Senior Natalie Halpern, from Marietta, Ga., is a political science major earning minors in global trade and commerce studies and communication. Leading people and helping get projects accomplished is something she says she “truly enjoys,” and she has the track record to prove it. Halpern has participated in student government at Wake Forest since her freshmen year. She has served as the co-chair of Hit the Bricks (a university-wide cancer fundraising event), the New Member Educator of her sorority, a LEAD mentor, a SPARC pre-orientation program leader, an admissions tour guide and a member of the 1834 student giving campaign.
Now, as student government president, she’s representing more than 4,500 undergraduate students and working closely with the University’s administration to enliven campus life.
When did you first become interested in student government?
I became involved in student government in middle school when some of my classmates suggested that I be the class representative. After taking eighth-grade civics, politics really started to interest me. My family and friends have always said that I have a personality that makes me a natural leader, but they don’t know if I am tough enough for politics outside of school governance, so I guess we will see!
What do you view as the best new developments on campus?
One big accomplishment is the growing success of the Deacon Express shuttles that carry students from campus to BB&T field for home football games. It’s rewarding to know that a student government initiative is well received. I know this is the case when I see shuttles filled with students headed to the game on Saturday, and crowds of people walking to the buses to take advantage of them.
Another success is the building of The Barn, a new facility under construction for on-campus social events. It was part of my platform, but I knew construction was contingent on so many factors outside of my support. When I got the news that The Barn would, in fact, be coming to campus within the year, I knew that the administration was really listening to student leaders. The Barn is truly a collaborative success story.
What new initiatives are underway?
This year, we have reintroduced the Experimental College—where students teach unusual and fun classes that are not offered through the regular curriculum. We have five students teaching four classes on things like Lady Gaga, human trafficking, Harry Potter, and musical theatre dance.

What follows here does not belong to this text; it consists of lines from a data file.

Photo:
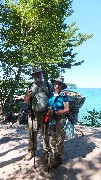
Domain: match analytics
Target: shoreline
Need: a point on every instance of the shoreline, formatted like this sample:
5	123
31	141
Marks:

Aubrey Sitler, who is a member of the academic committee of the student government was passionate about bringing back this idea that was popular at Wake Forest in the 1970s—and knowing what it is to be passionate and go after something, I was glad to support her.
How will you reach out to students this year?
My goal is to improve communication with the student body though social media, the student government website and WAKE TV. Now that I’ve been elected, I want to be held accountable, so I plan to offer ways for students to provide me with feedback on my progress as the year continues.
What are your plans after graduation?
I would love to have a career that combines my love of communication and politics. I’m optimistic about my future even though I have no idea what it’s going to hold. Right now, however, I’m just trying to focus on my senior year and not let it slip by too quickly.